Her family, from Ibb in northern Yemen, has asked the Pakistani and Yemeni governments to allow her to return home with her child with the Al Qaeda leader. The family has not spoken with her since her wedding to bin Laden in 1999.

She was wed to bin Laden in a traditional arranged marriage fixed by a man named Rasdah Mohammed Saeed - also known as Abu al-Fida - who is now a member of the Al Qaeda in the Arabian Peninsula (AQAP).

Though the family knew who bin Laden was, it had no objection to the wedding that took place prior to the 9/11 atrocities, he said.

Bin Laden at a time was seen by Yemeni people as an Islamic warrior who fought the Russians in Afghanistan.

"In 1999, bin Laden was respected as a freedom fighter and who fought against the Soviet occupation," said al Sada. "This was before Sep 11. That is why my father consented to the match. He was not a wanted man then. No one considered him to be a terrorist."

Bin Laden paid a $5,000 dowry for Amal, who went to Afghanistan to wed him and soon after bore him a daughter, Safia.

Describing his sister, al Sada painted a picture of a pious woman.

"She has always been a very kind and polite girl. She was absolutely my parents' favourite daughter and I remember how she used to gather us and give us lectures on good Islamic manners and taught us how to be kind to others," he said.

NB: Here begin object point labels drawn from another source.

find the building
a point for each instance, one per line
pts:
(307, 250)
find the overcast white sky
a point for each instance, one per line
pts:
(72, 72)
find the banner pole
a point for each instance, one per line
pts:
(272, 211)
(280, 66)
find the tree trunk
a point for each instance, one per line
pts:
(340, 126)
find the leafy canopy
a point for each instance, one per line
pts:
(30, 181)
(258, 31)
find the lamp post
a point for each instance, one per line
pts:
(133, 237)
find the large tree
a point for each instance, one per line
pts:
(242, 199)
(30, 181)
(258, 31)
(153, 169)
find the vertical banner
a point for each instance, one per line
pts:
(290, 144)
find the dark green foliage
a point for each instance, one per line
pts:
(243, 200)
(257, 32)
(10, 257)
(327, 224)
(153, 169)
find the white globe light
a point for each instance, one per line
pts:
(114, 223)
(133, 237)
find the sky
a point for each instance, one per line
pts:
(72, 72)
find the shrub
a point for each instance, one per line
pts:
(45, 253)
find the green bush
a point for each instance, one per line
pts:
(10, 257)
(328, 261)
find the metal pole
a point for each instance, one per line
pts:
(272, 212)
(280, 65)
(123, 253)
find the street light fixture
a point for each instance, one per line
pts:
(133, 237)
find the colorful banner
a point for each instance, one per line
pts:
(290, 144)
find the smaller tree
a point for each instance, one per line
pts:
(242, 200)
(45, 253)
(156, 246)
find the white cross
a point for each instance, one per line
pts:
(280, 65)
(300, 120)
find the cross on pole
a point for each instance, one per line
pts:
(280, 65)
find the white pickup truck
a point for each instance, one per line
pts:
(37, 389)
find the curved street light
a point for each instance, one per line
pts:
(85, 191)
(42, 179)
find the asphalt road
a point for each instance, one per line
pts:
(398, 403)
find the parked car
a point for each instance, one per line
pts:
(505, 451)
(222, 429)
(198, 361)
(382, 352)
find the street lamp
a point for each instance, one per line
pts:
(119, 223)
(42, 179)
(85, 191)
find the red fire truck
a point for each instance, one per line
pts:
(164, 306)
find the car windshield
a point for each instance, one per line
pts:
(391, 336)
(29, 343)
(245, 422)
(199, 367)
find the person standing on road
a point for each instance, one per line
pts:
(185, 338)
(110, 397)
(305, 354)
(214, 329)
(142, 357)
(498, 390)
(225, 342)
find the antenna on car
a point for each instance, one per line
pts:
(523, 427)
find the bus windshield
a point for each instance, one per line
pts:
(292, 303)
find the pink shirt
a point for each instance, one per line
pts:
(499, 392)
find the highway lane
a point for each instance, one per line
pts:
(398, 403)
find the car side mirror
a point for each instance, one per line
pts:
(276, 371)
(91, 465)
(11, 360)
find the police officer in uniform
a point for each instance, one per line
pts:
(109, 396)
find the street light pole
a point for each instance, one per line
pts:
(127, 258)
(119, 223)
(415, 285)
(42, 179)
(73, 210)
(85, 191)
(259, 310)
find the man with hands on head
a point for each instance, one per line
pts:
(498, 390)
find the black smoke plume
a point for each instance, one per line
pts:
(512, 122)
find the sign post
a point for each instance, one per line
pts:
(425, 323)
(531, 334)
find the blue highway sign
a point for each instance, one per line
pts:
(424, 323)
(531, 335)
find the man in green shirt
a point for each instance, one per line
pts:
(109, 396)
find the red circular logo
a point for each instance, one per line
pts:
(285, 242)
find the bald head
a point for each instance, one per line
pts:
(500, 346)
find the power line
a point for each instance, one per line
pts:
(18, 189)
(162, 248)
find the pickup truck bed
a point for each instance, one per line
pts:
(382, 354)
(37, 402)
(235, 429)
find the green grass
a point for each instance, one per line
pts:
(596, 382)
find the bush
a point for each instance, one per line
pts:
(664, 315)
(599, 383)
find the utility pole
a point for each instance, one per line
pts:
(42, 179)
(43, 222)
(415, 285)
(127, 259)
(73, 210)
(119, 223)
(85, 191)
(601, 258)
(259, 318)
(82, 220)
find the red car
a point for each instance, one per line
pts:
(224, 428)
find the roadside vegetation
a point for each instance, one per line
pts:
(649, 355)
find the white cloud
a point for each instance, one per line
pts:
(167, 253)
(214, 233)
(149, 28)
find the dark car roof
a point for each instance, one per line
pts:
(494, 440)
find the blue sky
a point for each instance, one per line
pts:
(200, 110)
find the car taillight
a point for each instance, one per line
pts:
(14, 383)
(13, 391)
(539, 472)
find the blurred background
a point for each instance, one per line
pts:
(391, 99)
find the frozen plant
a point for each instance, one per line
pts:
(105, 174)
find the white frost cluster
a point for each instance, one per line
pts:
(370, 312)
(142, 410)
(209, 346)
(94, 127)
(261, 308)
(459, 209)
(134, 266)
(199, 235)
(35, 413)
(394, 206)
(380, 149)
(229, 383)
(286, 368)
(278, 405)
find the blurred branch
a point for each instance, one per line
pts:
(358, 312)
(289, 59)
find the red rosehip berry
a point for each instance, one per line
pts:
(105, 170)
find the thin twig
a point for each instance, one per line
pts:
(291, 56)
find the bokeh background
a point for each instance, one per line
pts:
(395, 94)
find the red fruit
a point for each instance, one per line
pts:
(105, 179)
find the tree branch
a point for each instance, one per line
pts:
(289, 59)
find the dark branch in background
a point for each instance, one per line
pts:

When the al Sada family found out that Amal was shot in the US raid and, even though Pakistani authorities have said she will be released, it is worried that both the CIA and Pakistan's ISI will consider her a "high-value" asset and keep her in detention.

"My mother cries constantly. At first, it was reported that she had actually been killed, and that put our family through undue suffering. However, we know that if the US wanted to get rid of Amal, they would have simply killed her along with bin Laden. That fact eases our worries slightly," he said.

"But Amal had nothing to do with Al Qaeda or terrorism of any kind. No law can incriminate her and international law dictates that she should be returned to her family."

He said the family does not know how many children Amal had conceived with bin Laden. They know of only one child but suspect that at least one of the other 12 children found in the Pakistan mansion was hers.

"This is a humanitarian situation - these children have seen their father killed in front of their eyes and they should be treated by a psychiatrist. Amal was also shot for no reason, she wasn't even armed," he said.